Ali: Mete... Mete...
şaşkınca ona bakar. yine daha sert dürter.
Ali: Mete! kalksana lan!
Mete hâlâ yatıyordu. Ali korkar ve ayağa kalkıp, ellerini başına götürür. çok korkuyordu.
Ali: n... ne yapacağım ben şimdi? 😧 ne yapacağım ben?
Mete Alinin korktuğunu anlar ve ayağa kalkar. Ali şaşkınca ona bakar. Mete ise güler.
Mete: (gülerek) noldu? çok mu korktun?
Ali ona vurur.
Mete: ah!
Ali: öldün sandım, bir daha asla böyle birşey yapma!
Mete: benim için bu kadar mı korkuyorsun?
Ali: herhalde oğlum! sen ben en yakın arkadaşımsın. eğer sana birşey olursa, ben ne yaparım?
Mete elini Alinin omuzuna koyar.
Mete: merak etme. birbirimizin çocuklarını görmeden hiçbirimiz ölmeyeceğiz.
Ali gülümser.
Flashback Son.
Mete: (ağlayarak) Ali, hani söz vermiştik birbirimize; çocuklarımızı görmeden ölmeyeceğiz diye? tutsana oğlum sözünü.
doktorlar tüm makileri çıkartırlar o sırada. Eylülü Cemre tutmuştu. zor duruyordu ayaklarının üzerinde. Meteyi çekerler başka tarafa ve Aliyi çıkartırlar yoğun bakımdan. Eylül ile Mete bunu görüp, direk onun ellerinden tutarlar.
Eylül: (ağlayarak) ya Ali!
Mete: LAĞĞNNN!!!!!! KALK LAN!!!!!!!!!!! KALK!!!!!!!!!!!!!!!!!
Aliyi kaldırmak ister ama doktorlar izin vermezler. Aliyi götürürler morga..
Cemre Eylülü eve getirir. Eylül o kadar bitkin, o kadar kötü bir haldeydi ki, onun hissettiklerini hiç kimse yaşayarak hissedemez. kendini hem suçlu, hem pişman, hem kızgın, hem kırgın hissediyordu. yaşadıkları ona çok ağır geliyordu. Cemre Eylülü yatağına uzatır ve çay almaya gider.
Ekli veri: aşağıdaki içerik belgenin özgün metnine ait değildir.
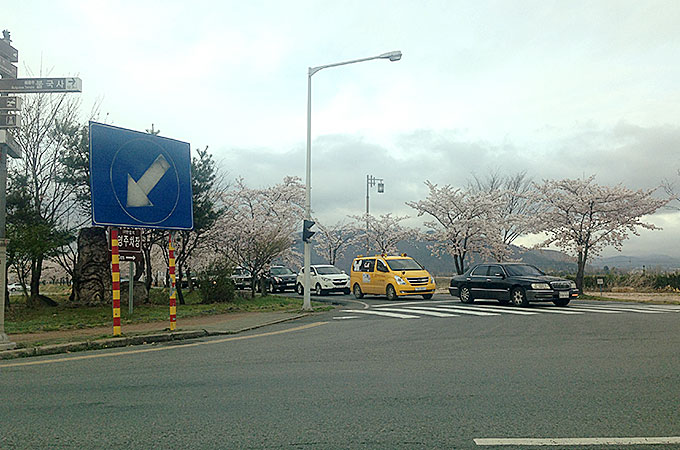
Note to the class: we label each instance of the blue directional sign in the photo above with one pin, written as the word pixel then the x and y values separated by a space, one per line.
pixel 139 180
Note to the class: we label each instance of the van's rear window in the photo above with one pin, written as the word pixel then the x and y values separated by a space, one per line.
pixel 403 264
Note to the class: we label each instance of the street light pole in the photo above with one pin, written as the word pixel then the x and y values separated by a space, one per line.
pixel 392 56
pixel 370 182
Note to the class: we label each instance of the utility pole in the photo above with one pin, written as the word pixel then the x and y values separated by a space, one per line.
pixel 370 182
pixel 11 119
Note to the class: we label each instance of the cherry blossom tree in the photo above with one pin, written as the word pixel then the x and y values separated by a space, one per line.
pixel 464 222
pixel 383 233
pixel 518 212
pixel 582 217
pixel 259 225
pixel 331 241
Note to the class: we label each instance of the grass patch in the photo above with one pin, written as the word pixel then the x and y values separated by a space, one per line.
pixel 20 319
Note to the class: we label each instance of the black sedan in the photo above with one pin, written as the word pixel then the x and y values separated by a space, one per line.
pixel 280 279
pixel 512 282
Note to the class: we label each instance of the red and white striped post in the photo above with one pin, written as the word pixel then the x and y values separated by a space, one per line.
pixel 171 269
pixel 115 277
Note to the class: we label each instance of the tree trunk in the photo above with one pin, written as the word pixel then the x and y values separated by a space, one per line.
pixel 92 284
pixel 580 271
pixel 36 300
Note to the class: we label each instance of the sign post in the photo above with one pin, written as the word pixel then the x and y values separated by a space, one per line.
pixel 130 249
pixel 600 282
pixel 141 180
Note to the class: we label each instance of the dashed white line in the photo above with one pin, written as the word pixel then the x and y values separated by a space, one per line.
pixel 523 442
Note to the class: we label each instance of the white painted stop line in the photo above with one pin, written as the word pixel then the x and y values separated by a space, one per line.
pixel 423 311
pixel 580 441
pixel 380 313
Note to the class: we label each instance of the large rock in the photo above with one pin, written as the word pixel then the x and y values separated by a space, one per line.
pixel 92 283
pixel 140 294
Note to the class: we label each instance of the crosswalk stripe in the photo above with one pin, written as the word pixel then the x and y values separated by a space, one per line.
pixel 419 303
pixel 380 313
pixel 596 310
pixel 550 309
pixel 499 309
pixel 464 311
pixel 627 309
pixel 424 311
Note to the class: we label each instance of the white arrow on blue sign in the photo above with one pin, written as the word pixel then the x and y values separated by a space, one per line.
pixel 139 180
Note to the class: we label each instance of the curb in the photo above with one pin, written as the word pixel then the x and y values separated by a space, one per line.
pixel 128 341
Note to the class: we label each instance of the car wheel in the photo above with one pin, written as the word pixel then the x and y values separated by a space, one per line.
pixel 391 293
pixel 466 295
pixel 519 297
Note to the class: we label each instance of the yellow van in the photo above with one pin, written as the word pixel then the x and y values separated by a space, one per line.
pixel 393 276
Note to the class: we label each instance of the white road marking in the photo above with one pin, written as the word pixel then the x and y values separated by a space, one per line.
pixel 424 311
pixel 626 309
pixel 499 309
pixel 464 311
pixel 421 302
pixel 550 309
pixel 580 441
pixel 595 310
pixel 380 313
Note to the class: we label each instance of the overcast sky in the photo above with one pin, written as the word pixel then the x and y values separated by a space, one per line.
pixel 559 89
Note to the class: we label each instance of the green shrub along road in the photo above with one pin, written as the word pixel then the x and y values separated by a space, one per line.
pixel 20 319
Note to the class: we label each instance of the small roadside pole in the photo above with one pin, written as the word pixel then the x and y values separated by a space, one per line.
pixel 173 294
pixel 115 278
pixel 130 249
pixel 600 282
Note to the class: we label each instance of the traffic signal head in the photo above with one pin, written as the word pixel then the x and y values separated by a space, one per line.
pixel 306 232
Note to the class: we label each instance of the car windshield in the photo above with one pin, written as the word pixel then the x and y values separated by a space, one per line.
pixel 403 264
pixel 520 270
pixel 327 270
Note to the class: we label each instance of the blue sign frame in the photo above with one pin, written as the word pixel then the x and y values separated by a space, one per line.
pixel 139 179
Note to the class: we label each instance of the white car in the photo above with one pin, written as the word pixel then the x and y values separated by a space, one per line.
pixel 324 279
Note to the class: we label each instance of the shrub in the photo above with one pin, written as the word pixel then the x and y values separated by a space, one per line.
pixel 215 283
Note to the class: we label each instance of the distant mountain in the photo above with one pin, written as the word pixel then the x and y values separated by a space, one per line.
pixel 650 262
Eylül yatağında uzanırken, gözyaşlarına hakim olamaz.
Eylül: (ağlayarak) özür dilerim herşey için..
Birkaç Gün Sonra.
Eylül kendini yavaş yavaş toplarlanmıştı. Alinin ölümünü hatırlamak istemiyordu, bu yüzden de hep neşeli durmaya çalışıyordu. bugün cenaze günü. Eylül bunu biliyordu ama yine de hatırlamadı diye rol yapıyordu. tabiki gözyaşları geliyordu ama tutuyordu. zor olsada tutuyordu.
Cemre Eylülü odasında bulamayınca, mutfağa gider ve Eylülün yemek yaptığını görür.
Cemre: Eylül..
Eylül: hı günaydın. gel otur, yemekler hazır.
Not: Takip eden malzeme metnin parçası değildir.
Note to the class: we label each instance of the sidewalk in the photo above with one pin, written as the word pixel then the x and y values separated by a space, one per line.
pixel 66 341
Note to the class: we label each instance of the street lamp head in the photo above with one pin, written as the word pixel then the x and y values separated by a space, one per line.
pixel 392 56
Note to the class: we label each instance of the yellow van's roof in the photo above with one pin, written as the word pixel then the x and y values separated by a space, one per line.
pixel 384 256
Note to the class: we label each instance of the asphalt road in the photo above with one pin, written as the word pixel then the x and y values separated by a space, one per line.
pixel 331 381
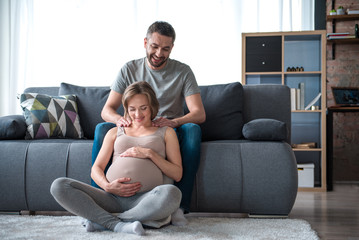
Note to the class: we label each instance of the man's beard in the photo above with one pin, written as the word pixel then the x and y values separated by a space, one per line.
pixel 156 64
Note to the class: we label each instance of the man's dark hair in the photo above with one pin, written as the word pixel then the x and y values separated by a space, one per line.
pixel 163 28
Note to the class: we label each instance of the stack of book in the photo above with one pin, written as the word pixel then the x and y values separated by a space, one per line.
pixel 297 98
pixel 331 36
pixel 353 11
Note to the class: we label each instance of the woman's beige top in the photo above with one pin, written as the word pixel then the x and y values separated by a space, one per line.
pixel 138 169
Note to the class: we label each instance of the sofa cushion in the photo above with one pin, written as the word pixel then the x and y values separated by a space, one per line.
pixel 90 101
pixel 12 127
pixel 50 116
pixel 265 129
pixel 223 104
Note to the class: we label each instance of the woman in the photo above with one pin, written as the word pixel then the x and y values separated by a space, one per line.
pixel 145 159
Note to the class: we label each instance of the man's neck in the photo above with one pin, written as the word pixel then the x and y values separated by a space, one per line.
pixel 156 68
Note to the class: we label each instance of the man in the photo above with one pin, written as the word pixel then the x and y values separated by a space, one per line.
pixel 173 82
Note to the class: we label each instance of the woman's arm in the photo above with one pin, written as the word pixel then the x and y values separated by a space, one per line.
pixel 117 186
pixel 172 167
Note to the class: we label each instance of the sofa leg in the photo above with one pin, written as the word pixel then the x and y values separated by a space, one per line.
pixel 266 216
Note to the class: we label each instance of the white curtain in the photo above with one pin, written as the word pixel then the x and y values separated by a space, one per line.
pixel 86 42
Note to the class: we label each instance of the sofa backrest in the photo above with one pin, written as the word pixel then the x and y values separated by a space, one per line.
pixel 223 104
pixel 267 101
pixel 228 106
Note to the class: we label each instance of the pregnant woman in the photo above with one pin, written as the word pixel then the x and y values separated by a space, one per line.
pixel 137 188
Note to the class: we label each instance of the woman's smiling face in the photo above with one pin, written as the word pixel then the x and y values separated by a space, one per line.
pixel 139 109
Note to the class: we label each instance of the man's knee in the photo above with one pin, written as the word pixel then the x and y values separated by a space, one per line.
pixel 191 134
pixel 58 186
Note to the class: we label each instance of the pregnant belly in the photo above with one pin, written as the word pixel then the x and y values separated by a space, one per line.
pixel 138 169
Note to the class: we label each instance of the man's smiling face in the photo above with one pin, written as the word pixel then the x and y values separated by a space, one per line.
pixel 158 48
Cemre: şey.. sağol da... bugün cenaze günü.
Eylül onun sözünü keser.
Eylül: sana çay mı kahve mi?
Cemre onun bu halini anlar ama iş ortada.
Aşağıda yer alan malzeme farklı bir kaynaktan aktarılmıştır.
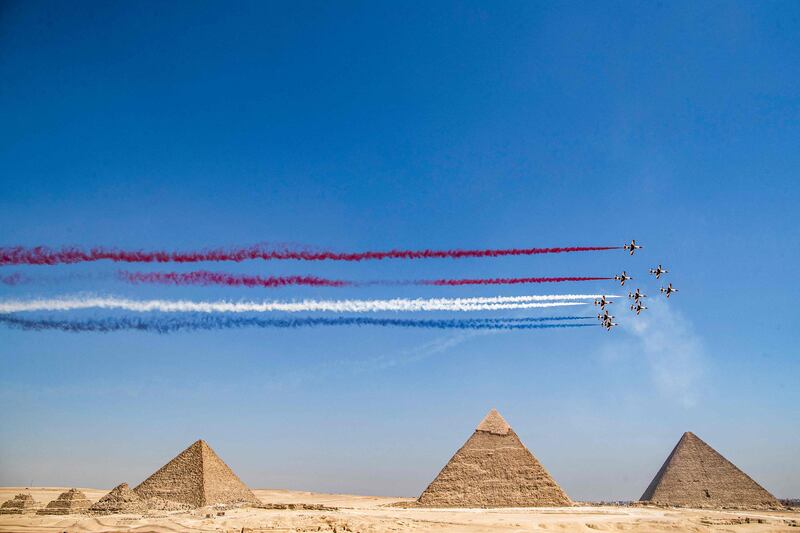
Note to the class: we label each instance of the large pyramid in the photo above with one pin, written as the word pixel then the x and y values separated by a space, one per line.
pixel 72 501
pixel 121 499
pixel 20 504
pixel 493 469
pixel 196 477
pixel 695 475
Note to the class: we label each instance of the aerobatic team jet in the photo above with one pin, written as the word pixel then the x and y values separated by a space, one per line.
pixel 669 290
pixel 632 246
pixel 636 295
pixel 608 324
pixel 602 302
pixel 658 271
pixel 605 317
pixel 622 278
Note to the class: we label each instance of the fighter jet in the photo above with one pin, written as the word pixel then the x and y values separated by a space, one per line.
pixel 602 302
pixel 636 295
pixel 669 290
pixel 605 317
pixel 632 246
pixel 658 271
pixel 609 324
pixel 622 278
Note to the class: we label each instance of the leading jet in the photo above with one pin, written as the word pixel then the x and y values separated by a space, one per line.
pixel 636 295
pixel 602 302
pixel 605 317
pixel 622 278
pixel 632 246
pixel 608 324
pixel 668 290
pixel 658 271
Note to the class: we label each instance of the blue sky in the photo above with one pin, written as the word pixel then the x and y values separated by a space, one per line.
pixel 356 126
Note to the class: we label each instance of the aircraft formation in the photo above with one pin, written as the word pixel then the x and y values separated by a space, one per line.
pixel 637 306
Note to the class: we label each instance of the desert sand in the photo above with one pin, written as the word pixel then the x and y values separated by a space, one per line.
pixel 343 513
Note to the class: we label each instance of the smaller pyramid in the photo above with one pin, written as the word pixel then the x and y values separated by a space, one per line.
pixel 493 469
pixel 696 475
pixel 72 501
pixel 121 500
pixel 195 478
pixel 19 504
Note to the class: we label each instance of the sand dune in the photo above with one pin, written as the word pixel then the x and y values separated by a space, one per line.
pixel 372 514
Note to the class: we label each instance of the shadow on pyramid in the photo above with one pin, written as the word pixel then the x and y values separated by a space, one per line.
pixel 493 469
pixel 195 478
pixel 695 475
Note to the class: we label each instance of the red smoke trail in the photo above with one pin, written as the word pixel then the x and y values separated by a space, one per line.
pixel 13 279
pixel 501 281
pixel 203 277
pixel 47 256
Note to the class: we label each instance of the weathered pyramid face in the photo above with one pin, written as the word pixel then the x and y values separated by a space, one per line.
pixel 19 504
pixel 69 502
pixel 196 477
pixel 120 500
pixel 695 475
pixel 493 469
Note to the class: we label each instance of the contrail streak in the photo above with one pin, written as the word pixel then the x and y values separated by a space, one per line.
pixel 340 306
pixel 174 325
pixel 204 278
pixel 42 255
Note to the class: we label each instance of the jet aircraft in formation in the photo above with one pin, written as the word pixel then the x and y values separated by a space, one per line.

Cemre: çay olur... Eylül bak; eğer istemiyorsan, gelmezsin...
Eylül: ben tostta yaptım, yumurta da. ne istersin?
Cemre: Eylül... bak bir dinle.
Eylül: şey bugün öğleden sonra alışverişe çıkalım mı? ben birkaç şey almak istiyorum. üstüme giyilecek hiçbir şey yok. rezillik resmen.
Cemre: Eylül bi dinler misin beni?
Eylül: ha birde akşam ki yemeğe birkaç şey alırız. dolap bomboş.
arkasını döner masaya. Cemre ona yaklaşır ve kendine çevirir.
Cemre: Eylül! yeter artık! olanları görmezden gelemezsin! olan oldu! sen buna alışmalısın! başka çaresi yok!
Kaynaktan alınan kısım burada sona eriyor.